Kynurenic acid (KA)is reportedly separated from kynurenine (KYN)using Dowex H+ resin equilibrated with 0.1N HCl and eluted with water. Detection of KA is by flourescence (EX: 344mn; EM: 388) after isocratic HPLC. However, in my hands KA & KYN are not well separated and both flouresce @ 388 nm. Any ideas to improve specificity for KA analysis?

If you're getting *some* separation, you might try getting an equivalent resin in a smaller particle size. As far as I know, the Dowex resins per se only ever came in fairly big particles (200 mesh would be down around 40 microns). If you know the percent crosslinking (the number after the "X" in the resin designation; e.g., 50WX8 is 8% crosslinked), you should be able to call someone like BioRad, Dionex, or Hamilton and get an equivalent in a 5 or 10 micron diameter.

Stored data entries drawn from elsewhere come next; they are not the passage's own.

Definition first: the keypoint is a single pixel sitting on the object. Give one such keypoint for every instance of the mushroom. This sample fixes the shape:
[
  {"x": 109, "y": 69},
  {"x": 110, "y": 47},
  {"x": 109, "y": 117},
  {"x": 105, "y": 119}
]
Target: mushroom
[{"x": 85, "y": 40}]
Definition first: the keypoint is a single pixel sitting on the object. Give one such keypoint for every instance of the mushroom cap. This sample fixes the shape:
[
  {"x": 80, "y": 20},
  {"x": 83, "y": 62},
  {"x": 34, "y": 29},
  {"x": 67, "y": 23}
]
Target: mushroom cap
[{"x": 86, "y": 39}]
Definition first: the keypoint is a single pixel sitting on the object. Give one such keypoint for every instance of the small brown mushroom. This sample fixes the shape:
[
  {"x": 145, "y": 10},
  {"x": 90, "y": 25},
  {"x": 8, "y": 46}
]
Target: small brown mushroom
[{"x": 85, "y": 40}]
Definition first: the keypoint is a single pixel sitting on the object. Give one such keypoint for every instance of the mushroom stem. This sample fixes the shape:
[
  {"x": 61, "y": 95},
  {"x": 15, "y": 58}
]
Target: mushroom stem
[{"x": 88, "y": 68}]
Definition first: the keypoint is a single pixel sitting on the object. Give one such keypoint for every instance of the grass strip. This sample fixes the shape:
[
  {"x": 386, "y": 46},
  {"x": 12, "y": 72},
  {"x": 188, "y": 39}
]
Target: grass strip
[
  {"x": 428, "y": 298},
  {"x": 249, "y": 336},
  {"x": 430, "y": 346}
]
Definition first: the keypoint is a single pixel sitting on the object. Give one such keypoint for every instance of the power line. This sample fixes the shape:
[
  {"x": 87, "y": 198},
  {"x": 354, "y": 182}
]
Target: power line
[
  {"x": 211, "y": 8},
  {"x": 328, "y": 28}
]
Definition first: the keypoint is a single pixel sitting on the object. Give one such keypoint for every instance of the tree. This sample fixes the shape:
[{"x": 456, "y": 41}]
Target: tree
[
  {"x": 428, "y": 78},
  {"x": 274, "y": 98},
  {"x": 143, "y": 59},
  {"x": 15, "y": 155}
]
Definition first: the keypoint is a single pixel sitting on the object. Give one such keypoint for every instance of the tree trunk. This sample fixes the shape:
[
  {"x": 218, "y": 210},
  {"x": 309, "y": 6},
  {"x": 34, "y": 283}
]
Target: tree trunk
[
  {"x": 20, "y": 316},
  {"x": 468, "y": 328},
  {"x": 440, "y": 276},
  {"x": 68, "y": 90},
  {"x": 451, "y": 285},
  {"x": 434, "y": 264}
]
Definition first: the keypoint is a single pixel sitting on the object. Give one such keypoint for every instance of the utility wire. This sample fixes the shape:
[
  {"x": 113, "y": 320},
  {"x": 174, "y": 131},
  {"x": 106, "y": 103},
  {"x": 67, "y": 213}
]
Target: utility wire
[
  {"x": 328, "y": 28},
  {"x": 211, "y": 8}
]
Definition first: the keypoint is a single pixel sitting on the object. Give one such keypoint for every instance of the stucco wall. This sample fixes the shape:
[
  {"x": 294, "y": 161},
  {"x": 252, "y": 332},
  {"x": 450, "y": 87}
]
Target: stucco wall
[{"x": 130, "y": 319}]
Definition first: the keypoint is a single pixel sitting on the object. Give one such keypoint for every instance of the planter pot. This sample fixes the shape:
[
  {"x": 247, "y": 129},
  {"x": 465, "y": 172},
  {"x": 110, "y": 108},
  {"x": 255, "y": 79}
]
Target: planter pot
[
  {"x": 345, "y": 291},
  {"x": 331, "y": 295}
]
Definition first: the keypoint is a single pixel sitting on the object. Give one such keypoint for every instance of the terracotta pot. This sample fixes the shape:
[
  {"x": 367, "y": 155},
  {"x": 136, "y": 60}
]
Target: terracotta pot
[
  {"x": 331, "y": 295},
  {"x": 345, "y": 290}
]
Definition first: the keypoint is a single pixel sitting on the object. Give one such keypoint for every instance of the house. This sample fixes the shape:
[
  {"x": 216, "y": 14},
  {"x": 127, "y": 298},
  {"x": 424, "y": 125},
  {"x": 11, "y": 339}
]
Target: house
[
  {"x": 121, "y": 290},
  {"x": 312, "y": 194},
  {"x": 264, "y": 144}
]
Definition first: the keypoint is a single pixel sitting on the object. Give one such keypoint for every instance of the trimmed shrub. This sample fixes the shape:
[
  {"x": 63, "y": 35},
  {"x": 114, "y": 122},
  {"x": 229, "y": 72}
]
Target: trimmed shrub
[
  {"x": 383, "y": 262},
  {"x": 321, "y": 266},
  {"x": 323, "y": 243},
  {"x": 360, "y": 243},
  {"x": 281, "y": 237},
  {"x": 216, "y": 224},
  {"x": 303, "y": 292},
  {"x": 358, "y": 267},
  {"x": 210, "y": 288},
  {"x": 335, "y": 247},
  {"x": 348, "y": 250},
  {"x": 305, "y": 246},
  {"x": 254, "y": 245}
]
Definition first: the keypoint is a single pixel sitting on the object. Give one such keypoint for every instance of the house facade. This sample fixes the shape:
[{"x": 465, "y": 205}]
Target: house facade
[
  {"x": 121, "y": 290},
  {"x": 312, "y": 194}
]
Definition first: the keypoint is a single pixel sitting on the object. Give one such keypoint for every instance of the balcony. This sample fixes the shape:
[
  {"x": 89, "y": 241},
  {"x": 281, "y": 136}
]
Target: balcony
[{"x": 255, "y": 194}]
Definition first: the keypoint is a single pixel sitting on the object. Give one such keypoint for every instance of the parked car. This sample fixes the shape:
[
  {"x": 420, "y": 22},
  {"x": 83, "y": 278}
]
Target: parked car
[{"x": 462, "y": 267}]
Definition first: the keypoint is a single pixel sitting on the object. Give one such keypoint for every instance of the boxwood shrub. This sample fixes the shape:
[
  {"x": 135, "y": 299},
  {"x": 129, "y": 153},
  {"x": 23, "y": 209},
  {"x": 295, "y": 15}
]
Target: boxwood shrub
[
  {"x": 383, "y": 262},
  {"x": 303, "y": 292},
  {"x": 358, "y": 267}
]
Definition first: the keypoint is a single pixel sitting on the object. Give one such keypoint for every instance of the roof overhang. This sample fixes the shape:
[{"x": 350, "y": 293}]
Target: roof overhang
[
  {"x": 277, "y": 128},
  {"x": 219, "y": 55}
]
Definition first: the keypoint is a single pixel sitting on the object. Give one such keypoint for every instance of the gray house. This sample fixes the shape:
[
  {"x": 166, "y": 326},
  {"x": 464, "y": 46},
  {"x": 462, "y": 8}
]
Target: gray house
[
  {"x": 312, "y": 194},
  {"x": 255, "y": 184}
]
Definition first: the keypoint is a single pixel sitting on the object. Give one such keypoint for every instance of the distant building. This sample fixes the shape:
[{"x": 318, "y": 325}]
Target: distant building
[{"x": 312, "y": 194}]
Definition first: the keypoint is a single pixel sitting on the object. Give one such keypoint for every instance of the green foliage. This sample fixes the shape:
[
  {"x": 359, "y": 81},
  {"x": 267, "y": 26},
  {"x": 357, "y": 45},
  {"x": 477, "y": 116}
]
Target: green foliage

I'm out of league here, but something to consider, since you aren't getting much help. Did you start with a new column?

The reason I ask is that for the analysis we do using ion exchange columns, other materials in the samples (Fe ions?? in our case) use up the exchange capacity of the column, with the results you have. In our case, the effect was shortening retention times, and less resolution, as the batch of samples ran. We were lucky to have plenty of resolution to start with. If you started with an old column, or one not properly activated, it might have the same effect.

If you haven't already done so, contact the folks who claim the separation. They probably have learned more about the analysis since the publication, and can hopefully update you.